Эштон забирает у меня из рук коробки с украшениями и расплачивается на кассе. Но избавиться от темы разговора ему не удастся:

– Она тебе нравится?

– Ты это спрашиваешь как сестра? Как психоаналитик или как кто-то ещё?

– Как сестра, конечно. Психоаналитик тоже подходит. А что ты имеешь в виду под кем-то ещё, я не знаю.

– Ну ладно, если как сестра, то немного да, нравится.

– Она красивая?

– Нормальная.

– Блин! Ну вот что это за ответ?! Неужели нельзя решить, красивая или нет?

– Ну а откуда мне знать какие у тебя критерии красоты? Обычная девушка: две руки, две ноги, голова тоже есть.

– Какого цвета волосы? Глаза?

– Шатенка она, глаза… эмм, не знаю, кажется, зелёные… А может и нет…

– Ну ты даёшь! Полезть в драку из-за девушки и даже не знать цвет её глаз!!!

– А что, по-твоему, нужно было сперва цвет глаз узнать, а уж потом за честь её впрягаться?

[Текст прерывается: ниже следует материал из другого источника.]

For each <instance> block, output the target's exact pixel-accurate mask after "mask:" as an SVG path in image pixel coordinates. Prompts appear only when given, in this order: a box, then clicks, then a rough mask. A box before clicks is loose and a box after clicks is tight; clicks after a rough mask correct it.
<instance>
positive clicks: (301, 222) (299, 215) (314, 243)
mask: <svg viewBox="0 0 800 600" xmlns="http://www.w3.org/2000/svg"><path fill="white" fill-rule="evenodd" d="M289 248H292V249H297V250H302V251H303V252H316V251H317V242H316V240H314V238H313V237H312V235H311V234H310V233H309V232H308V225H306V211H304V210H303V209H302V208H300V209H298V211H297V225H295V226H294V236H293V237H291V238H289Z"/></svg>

– Ой, ну всё уже, проехали! Посмотри, какое кафе классное! Давай зайдём?

– Давай.

Мы садимся на мягкие диваны у окна с видом на залив, день подходит к концу, и на горизонте, сквозь небольшие трещины в серости облаков просачивается оранжевый свет заходящего солнца.

Мы оба любуемся закатом, и Эштон опять улыбается, так мягко и едва заметно, мечтательно…

В кафе почти никого нет, кроме нас, несмотря на предпраздничную суету, и этот факт вносит свою неожиданную лепту в интимность и комфорт нашего уединения.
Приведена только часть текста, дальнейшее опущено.